This entry is a part of the NYU Center for Data Science blog’s recurring guest editorial series. Angela Radulescu is a CDS Faculty Fellow.
Computational psychiatry brings quantitative tools to bear on the way mental illness is studied, classified and treated. A common aim across different cultures of computational psychiatry is to provide a set of features that, when inferred over time at the individual level, can predict both symptom outcomes, and the effect of different therapeutic interventions. The underlying assumption is that various behavioral and neurophysiological measures (e.g. choices, reaction times, speech patterns, gaze trajectories, etc.) can be summarized as individual data points in a useful feature space. The hope is that the structure of this space will map onto a diagnostic taxonomy; that process models can bridge the gap between behavior and its biological determinants; and that the dynamics of data points in this space can inform therapeutic interventions.

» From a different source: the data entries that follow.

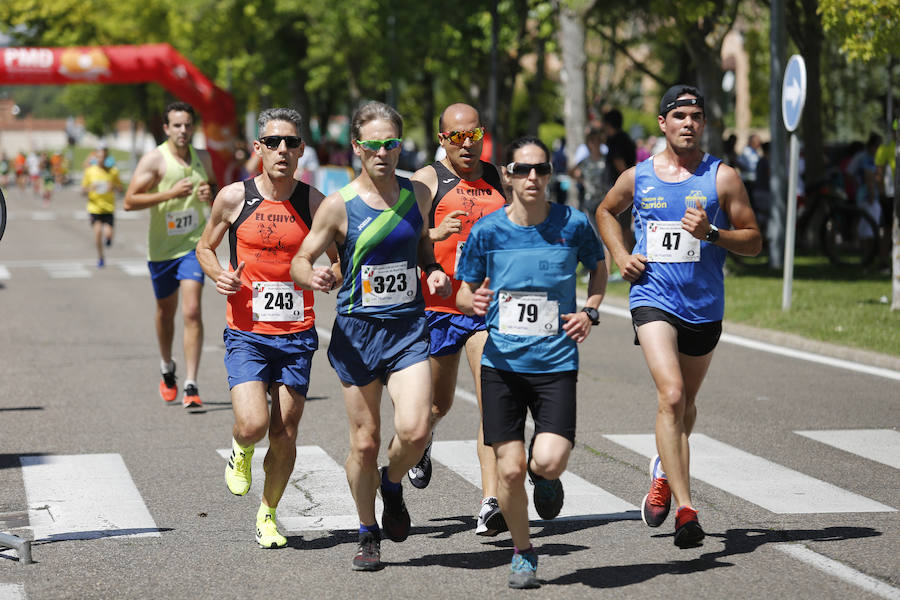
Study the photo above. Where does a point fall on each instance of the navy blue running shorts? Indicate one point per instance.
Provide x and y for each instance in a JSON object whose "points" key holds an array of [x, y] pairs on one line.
{"points": [[506, 398], [285, 358], [694, 339], [167, 274], [449, 331], [366, 348]]}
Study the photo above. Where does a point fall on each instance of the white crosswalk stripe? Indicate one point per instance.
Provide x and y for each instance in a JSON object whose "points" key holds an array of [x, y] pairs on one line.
{"points": [[43, 215], [133, 267], [583, 500], [880, 445], [757, 480], [83, 496], [317, 497], [66, 270]]}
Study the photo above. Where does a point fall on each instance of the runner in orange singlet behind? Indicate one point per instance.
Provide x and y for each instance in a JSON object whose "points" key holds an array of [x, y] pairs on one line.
{"points": [[464, 189], [270, 338]]}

A question I always come back to when thinking about my own work in this area is, how can a computational approach account for the heterogeneity of biological and environmental factors specific to each individual story and subjective experience? Engaging with this question in a precise way is quite challenging, as it would require a record of a person’s significant past experiences, psychosocial context, subjective interpretation, and so on. Together, these form a personal narrative, and are often key pieces of information in clinical assessments.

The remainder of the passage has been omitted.